Обнаружили мы еще и остатки сигарет (кстати, я раньше их в своей жизни вообще не видел), пузырьки из-под одеколонов, оригинальные, но уже опустошенные владельцами бутылки рома, коньяка, сухих вин и других напитков, а также разбитую большую стеклянную кружку для пива. Все увиденное потрясло многих.

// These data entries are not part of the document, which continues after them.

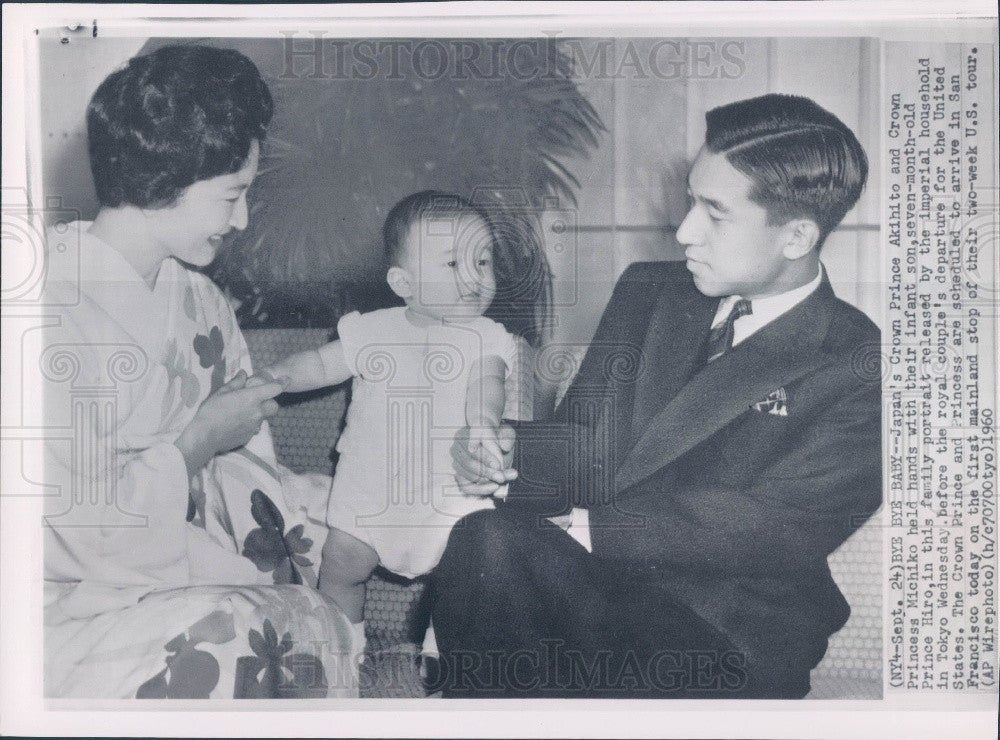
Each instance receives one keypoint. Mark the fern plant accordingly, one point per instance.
(341, 150)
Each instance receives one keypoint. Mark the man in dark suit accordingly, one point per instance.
(721, 439)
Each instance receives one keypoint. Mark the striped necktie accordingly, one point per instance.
(720, 339)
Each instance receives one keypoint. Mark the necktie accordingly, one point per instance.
(720, 339)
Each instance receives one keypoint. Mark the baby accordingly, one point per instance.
(420, 373)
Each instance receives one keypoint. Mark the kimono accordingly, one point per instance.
(157, 585)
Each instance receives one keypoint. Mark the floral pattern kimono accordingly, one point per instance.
(157, 585)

Кроме того, увидели, как лежат вокруг в виде отдельных страниц, а также целыми различные немецкие газеты и богато иллюстрированные журналы с четкими черно-белыми фотографиями и графическими рисунками. Из этих рисунков наиболее поразительными были карикатуры. На них очень непохоже и уродливо были изображены И. В. Сталин с огромными усами, У. Черчилль с сигарой во рту, Ф. Рузвельт в инвалидном кресле, американские капиталисты, красноармейцы в буденовках, «жиды-комиссары» с длинными острыми носами и другие. Все страницы изданий были напечатаны на хорошей плотной бумаге, которая, к великому сожалению многих курящих бойцов, оказалась непригодной для свертывания из нее цигарок с махоркой.
Я стал брать в руки, листать и рассматривать подобранные в окопах и возле них отдельные страницы и целые немецкие газеты и журналы и, вытащив из нагрудного кармана гимнастерки свой маленький немецко-русский словарь, начал с его помощью сразу же на месте читать для себя и для окружавших меня лиц по-русски то, что было написано в заголовках и под иллюстрациями этих изданий. Некоторые из любопытствовавших подносили мне дополнительно отдельные страницы и обрывки газет и журналов и просили лично для себя перевести на русский язык заинтересовавшие их тексты.
К моему большому удивлению, среди таких лиц оказался и… пожилой комиссар мотострелкового батальона нашей танковой бригады, носивший две «шпалы» на петлицах своей гимнастерки и который в марте в поселке Решетиха напутствовал личный состав зенитной батареи. Рядом с ним находился лейтенант-танкист, командовавший танковым взводом. Они тоже оба просили об услуге. Я с удовольствием удовлетворял их просьбы, а также просьбы некоторых других присутствовавших лиц. Однако к собравшейся толпе стало присоединяться все больше и больше людей. Поэтому батальонный комиссар приказал всем немедленно разойтись, и толпа постепенно рассеялась. При этом он меня по-доброму предупредил, чтобы я больше «не занимался чтением вражеской литературы» и не привлекал к нему товарищей, а иначе – могут возникнуть «большие неприятности». Сказал также, чтобы я молчал обо всем происшедшем.